BOCD’s Mortgage Portfolio Resilient; Maintain BUY on Hong Leong Bank

In RHB Research’s Corporate News Updates (dated July 22) has maintained “BUY’ on Hong Leong Bank and target price (TP) of MYR23.70, with 18% upside and c.3% yield. The research house’s check on Bank of Chengdu (BOCD) reveals it has minimal exposure to Chinese property developers in financial distress. With a robust loan loss coverage of >430%, it is believed the Chinese lender will be able to comfortably absorb any potential rise in mortgage NPLs.

China’s mortgage boycott. Homebuyers in China are refusing to pay mortgages on properties bought but for which their financially strapped developers cannot finish. The protest is said to involve >230 delayed projects in c.86 Chinese cities. On 18 Jul, Fitch Ratings said: “Smaller and regional banks located in less-developed regions that have a large and concentrated exposure to distressed developers are likely to be the most vulnerable, as most home builders that have experienced distress since the second half of 2021 have projects in lower-tier cities in China’s inner regions.”

Update from Hong Leong Bank. BOCD’s mortgages account for approximately 20% of total loans with sector GIL ratio at <0.5%. Management has done a deep dive on the Chinese lender’s mortgage portfolio and BOCD has minimal lending exposure to projects facing completion delays on new houses – as flagged by various media sources. Where there is exposure, HL Bank said construction was still progressing, albeit with some delays. BOCD did not observe any delinquencies or NPLs on these loans. Management expects minimal NPL risks arising from a possible abandonment of projects. BOCD is also closely monitoring property developers that have reported negative news. The Chinese bank does not have any direct lending to companies that have reported defaults in their bond repayments.

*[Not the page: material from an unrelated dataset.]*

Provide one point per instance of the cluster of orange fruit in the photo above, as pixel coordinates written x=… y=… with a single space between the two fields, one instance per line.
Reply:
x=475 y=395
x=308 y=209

Implications for HL Bank. Based on the information above and Fitch Ratings’ findings, it is believed that BOCD will not be adversely impacted by the mortgage boycott. The research house holds the opinion that the Chinese bank’s robust LLC ratio of >430%, which provides a strong buffer for any unexpected deterioration in asset quality. BOCD accounted for 24% of HL Bank’s 9MFY22 (Jun) pre-tax profits.

Hence, the research house has continued to maintain its BUY call and MYR23.70 TP on HL Bank. Their GGM-derived TP includes a 2% ESG premium, which is based on their proprietary in-house methodology.

Downside risks include: i) Weaker-than-expected loan growth, ii) softer-than-expected NIMs, iii) lower-than-expected non-II, and iv) lower-than-expected profits from BOCD.